I was just wondering abou the significance of the thread block size while running a kernal on the graphic card using CUDA.
I we have a bigger block size, there are higher number of threads running concurrently in a block than if we have a smaller block size. What difference does it make since there is a limit to the warp size of a block anyway?
While we are at it, how does the grid dimension influence the kernal execution?
I tried playing with different values of block size and grid size and measured the time for execution in each case. But I tried on computationally less intensive programs. As a result I could not find much variation for the different cases.
I’m also not sure how the shared memory gets affected by the number of threads in a block since all of them have the same shared memory.
As for your question, I’m not really sure which option is better, but I guess it must have something to do with memory considerations… :wacko:
To get maximum performance – you have to run multiple threads – so that latencies are hidden.

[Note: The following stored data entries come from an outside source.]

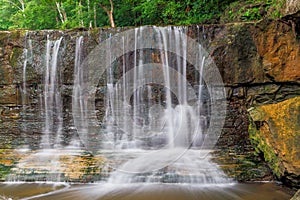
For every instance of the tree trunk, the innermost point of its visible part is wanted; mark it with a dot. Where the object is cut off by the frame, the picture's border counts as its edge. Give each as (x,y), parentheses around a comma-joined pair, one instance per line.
(109,13)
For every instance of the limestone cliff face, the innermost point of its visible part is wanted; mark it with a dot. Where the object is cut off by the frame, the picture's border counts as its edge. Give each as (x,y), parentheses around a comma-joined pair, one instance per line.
(259,63)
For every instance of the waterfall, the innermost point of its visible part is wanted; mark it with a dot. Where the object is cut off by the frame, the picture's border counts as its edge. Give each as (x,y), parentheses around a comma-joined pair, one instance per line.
(52,97)
(79,106)
(161,139)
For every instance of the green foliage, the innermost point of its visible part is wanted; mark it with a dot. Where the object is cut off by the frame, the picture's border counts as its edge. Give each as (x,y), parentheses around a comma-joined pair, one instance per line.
(64,14)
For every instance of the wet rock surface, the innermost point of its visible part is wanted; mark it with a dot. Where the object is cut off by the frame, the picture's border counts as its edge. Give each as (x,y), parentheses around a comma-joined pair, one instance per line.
(259,63)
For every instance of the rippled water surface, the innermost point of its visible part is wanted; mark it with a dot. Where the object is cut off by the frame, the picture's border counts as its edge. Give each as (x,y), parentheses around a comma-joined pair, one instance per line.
(266,191)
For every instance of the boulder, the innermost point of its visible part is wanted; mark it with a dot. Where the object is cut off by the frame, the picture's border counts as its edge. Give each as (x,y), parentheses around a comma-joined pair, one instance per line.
(275,132)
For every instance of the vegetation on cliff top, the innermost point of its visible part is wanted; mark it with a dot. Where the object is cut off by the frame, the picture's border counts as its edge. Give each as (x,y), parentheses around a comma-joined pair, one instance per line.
(62,14)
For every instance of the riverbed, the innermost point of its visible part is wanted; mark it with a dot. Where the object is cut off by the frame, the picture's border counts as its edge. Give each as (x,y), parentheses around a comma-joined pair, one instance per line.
(144,191)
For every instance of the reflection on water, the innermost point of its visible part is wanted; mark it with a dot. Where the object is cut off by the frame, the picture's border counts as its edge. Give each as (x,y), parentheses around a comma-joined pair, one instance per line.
(104,191)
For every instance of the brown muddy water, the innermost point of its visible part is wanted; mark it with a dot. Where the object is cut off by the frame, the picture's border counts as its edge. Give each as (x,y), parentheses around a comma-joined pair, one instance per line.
(104,191)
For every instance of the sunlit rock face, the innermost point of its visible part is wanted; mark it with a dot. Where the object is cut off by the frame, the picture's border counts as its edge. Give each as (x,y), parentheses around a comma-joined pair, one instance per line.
(259,64)
(275,132)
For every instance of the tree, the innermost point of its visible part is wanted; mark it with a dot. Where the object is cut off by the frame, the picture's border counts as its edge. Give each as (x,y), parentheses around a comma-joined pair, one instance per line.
(109,12)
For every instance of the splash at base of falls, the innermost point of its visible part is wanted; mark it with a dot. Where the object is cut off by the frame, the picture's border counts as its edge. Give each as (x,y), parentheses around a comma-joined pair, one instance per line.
(176,165)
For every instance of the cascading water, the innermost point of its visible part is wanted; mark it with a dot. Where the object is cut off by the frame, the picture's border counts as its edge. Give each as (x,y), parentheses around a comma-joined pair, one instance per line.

This multiple threads running simultaneously can be acheived in two ways:
Run one single block with many threads as possible.

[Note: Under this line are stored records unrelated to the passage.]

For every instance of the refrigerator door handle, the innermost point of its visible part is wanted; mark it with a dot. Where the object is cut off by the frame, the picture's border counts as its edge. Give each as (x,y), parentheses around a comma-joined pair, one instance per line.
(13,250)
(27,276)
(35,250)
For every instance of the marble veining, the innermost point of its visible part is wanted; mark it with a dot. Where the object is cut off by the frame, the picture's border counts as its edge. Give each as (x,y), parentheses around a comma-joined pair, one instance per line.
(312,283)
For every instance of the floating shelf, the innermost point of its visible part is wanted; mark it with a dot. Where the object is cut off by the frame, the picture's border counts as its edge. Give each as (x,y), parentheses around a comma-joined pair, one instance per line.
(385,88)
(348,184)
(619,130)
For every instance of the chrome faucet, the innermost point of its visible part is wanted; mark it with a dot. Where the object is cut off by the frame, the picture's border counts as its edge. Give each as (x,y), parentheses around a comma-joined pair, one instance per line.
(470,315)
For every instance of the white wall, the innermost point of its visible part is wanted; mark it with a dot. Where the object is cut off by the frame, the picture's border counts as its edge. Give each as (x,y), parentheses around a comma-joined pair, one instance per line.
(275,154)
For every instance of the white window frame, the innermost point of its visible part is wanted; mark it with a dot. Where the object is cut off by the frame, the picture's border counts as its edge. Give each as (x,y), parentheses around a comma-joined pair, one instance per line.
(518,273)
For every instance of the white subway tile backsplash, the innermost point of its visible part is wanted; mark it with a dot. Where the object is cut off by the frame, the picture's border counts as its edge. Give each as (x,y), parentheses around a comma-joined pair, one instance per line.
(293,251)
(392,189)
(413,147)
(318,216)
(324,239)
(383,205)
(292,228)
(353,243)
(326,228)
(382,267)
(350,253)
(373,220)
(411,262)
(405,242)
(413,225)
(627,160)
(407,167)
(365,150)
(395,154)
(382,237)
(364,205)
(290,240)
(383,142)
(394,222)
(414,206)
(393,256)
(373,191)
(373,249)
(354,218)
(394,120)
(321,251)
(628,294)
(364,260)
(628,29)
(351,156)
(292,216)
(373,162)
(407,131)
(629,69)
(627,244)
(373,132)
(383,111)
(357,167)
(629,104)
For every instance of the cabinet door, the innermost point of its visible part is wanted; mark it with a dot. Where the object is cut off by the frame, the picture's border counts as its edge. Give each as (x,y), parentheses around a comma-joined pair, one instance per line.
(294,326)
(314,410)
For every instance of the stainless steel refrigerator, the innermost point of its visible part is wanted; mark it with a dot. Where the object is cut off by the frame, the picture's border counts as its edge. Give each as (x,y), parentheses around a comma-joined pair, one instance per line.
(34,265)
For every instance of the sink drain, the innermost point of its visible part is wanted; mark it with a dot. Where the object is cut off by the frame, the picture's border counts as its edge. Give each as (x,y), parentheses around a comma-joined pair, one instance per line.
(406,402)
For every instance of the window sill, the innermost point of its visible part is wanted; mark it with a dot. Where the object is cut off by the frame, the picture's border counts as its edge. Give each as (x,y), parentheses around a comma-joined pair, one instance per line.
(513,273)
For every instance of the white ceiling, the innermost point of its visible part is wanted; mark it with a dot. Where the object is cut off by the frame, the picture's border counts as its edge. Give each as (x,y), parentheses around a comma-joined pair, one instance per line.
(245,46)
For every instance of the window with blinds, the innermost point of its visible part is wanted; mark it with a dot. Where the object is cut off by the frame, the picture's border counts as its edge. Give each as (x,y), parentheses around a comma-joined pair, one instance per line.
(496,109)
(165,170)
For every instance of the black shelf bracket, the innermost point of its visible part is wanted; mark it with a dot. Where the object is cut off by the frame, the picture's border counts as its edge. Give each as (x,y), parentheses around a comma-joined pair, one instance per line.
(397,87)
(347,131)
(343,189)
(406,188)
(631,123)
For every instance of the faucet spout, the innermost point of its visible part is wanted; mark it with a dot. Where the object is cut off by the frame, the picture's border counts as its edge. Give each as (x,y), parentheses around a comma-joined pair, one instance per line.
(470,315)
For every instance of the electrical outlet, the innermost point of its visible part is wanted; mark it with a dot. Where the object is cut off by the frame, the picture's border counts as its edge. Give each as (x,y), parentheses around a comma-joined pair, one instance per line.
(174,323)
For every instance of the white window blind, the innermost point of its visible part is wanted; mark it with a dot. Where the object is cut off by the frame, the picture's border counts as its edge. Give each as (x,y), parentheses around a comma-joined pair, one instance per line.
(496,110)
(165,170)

Run multiple blocks each having less threads
When I say single, multiple – I am talking about CUDA occupancy here i.e. the number of blocks that can simultaneously run on a single multiprocessor and NOT about the number of blocks you spawn for your kernel.
This has been discussed many timse in this forum. Kindly perform a search.

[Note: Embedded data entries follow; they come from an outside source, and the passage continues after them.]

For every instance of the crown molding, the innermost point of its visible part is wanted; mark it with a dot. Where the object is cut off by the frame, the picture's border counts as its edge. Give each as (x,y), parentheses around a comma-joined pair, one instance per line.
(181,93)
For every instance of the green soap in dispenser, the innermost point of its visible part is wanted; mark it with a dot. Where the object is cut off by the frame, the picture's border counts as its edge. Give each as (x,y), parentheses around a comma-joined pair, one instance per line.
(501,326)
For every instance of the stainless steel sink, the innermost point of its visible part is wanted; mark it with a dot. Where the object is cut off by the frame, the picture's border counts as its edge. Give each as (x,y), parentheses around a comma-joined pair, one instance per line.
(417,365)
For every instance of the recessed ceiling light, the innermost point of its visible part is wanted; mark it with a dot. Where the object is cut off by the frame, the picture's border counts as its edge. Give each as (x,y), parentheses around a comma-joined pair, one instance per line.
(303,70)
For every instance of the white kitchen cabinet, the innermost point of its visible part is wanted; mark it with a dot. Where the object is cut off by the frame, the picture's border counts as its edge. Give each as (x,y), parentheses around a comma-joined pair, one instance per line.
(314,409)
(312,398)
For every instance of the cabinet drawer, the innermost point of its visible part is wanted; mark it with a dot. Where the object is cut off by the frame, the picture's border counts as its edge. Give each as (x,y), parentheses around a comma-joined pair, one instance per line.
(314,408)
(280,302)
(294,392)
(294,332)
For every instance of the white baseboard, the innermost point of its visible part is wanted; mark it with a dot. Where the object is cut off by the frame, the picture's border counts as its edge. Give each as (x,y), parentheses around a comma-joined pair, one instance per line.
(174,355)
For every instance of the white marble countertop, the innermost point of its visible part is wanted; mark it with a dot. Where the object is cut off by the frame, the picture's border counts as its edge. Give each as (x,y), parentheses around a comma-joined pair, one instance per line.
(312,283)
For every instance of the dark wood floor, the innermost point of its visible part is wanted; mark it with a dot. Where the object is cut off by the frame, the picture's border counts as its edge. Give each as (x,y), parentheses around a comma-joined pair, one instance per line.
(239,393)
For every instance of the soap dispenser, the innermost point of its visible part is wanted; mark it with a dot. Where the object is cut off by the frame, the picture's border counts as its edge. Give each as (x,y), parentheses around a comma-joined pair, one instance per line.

As far as I am concerned, I have seen good performance with just 32-threads per block and by using multiple blocks per multiprocessor (occupancy)
I have posted about this before. These are what I do.
32 threads per block
I never use syncthreads()
I never use double-buffering (so my shared mem footprint is less)
I usually try to run atleast 6 active blocks per multiprocessor. (192 threads are needed to hide register latencies anyway)
The only disadvantage is that the number of registers is used per blocks is 64NUM_REGISTERS_PER_THREAD instead of 32NUM_REGISTERS_PER_THREAD. So, if your register count is big – this can affect your occupancy and any occupancy less than 6 blocks is bound to be slow for this configuration.
The best thing you can do is to write your kernel to work for any blockDim and then benchmark it for all block dimensions that are multiples of 32. Pick the fastest size for your production application. Different kernels will have different optimal block sizes. For example: Sarnath’s code is optimal at 32 threads per block, while many of my kernels have a 100% performance penalty at that size compared to the optimal at 448. As the block size sweeps through from 64 to 448, performance dips up and down ~50%.
If you want to achieve the maximum throughput of the device, you’ll need to launch more than ~14,000 threads as the device is capable of keeping that many in flight.
Good strategy, but it is not great since you have to put yourself with many constraints. Sometime, i found syncthreads() cost almost nothing and it does decrease register usages and increase occupancy. I think shared mem is a great idea, especially for archiving high coalesced access, it makes the different between CUDA and Graphic APIs so I exploit it whenever i can
What is the double-buffering technique that you mention ?
THats news to me. My experiments showed that __syncthreads() does eat up performance - espescially when you use them in a FOR loop.
I dont understand why you are talking about highly-coalesced shared memory access here.
Anyway, to talk about “double-buffering”, let me quote a small example
consider this FOR loop:
for(i=0; i<N; i++)
a[i] = a[i] + a[i+1];
Try considering parallelizing this FOR loop. First instance, you would assign N threads to each N element. All of them will load a[threadId], a[ThreadId+1] and then add them and then store in a[threadId].
When you have more than 1 WARP perform this operation inside a block – you can see that there will be RACE condition between the last thread of one warp and the first thread of the next warp – because WARP scheduling order is NOT deterministic. One way to do is to load a[i] and a[i+1] in local variables and do a syncthreads() and then add them and store them appropriately. But that would prove to be costly because of the __syncthreads(). The usual way to do this is by double buffering.
Have 2 arrays: say b[i] = a[i]+a[i+1] and then return “b” instead of “a” – That is what is called double-buffering – A read buffer + A write buffer – can help you parallelize algorithms that look inherently un-parallelizable.
Now consider the 32-thread block case:
Within a WARP, the loads all happen synchronously thereby eliminating race conditions. So, if I use only 32 threads inside a block – then I can totally eliminate race conditions INSIDE the block.
As long as each block is interested in a separate buffer, I would totally eliminate double buffering and syncthreads() and live happily with a better performance.